Harkristuti yang ikut menyusun naskah akademik RUU ini mengatakan tujuan utama Komisi Kebenaran untuk melakukan investigasi dan menyusun laporan mengenai pelanggaran HAM masa lalu pada titik waktu tertentu. Komisi Kebenaran juga bisa menyusun rekomendasi untuk penyelesaian pelanggaran HAM masa lalu serta pencegahan terjadi kembali.
"Untuk menghindari adanya perpecahan, dendam, permusuhan yang berkelanjutan di sama depan dengan berorientasi pada rasa keadilan masyarakat," ujarnya.

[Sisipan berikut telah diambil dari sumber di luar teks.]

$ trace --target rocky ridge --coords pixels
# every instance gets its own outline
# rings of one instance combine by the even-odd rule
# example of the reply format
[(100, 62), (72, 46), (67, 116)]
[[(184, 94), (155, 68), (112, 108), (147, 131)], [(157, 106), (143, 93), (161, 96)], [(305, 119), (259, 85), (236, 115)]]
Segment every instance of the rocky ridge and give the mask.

Dia menyadari dalam Pasal 43 UU Pengadilan HAM merumuskan pengecualian bagi kasus-kasus pelanggaran HAM Berat yang terjadi sebelum diberlakukannya UU Nomor 26 tahun 2000 harus melalui Pengadilan HAM Adhoc. Meski demikian, kata Harkristuti, Komisi Kebenaran tetap bisa menanganinya.
Ketua Komisi Nasional HAM Hafid Abbas mengatakan pihaknya sudah menyelidiki kasus pelanggaran HAM Berat. Kasus tersebut antara lain Peristiwa 1965, peristiwa Tanjung Priok 1984, peristiwa Lampung 1989, kasus orang hilang 1997-1998, kasus Trisakti 12 Mei 1998, kasus Kerusuhan Mei 13-15 Mei 1998, kasus Semanggi 1 dan 2.
Hafid tak sepakat kasus-kasus tersebut harus tetap dibawa ke Pengadilan HAM adhoc. "Untuk kasus 1965 tidak apa-apa dibawa ke Komisi Kebenaran dan Rekonsiliasi," kata Hafid. Dia pun berharap Presiden Joko Widodo menepati janjinya dalam menuntaskan kasus pelanggaran HAM tersebut.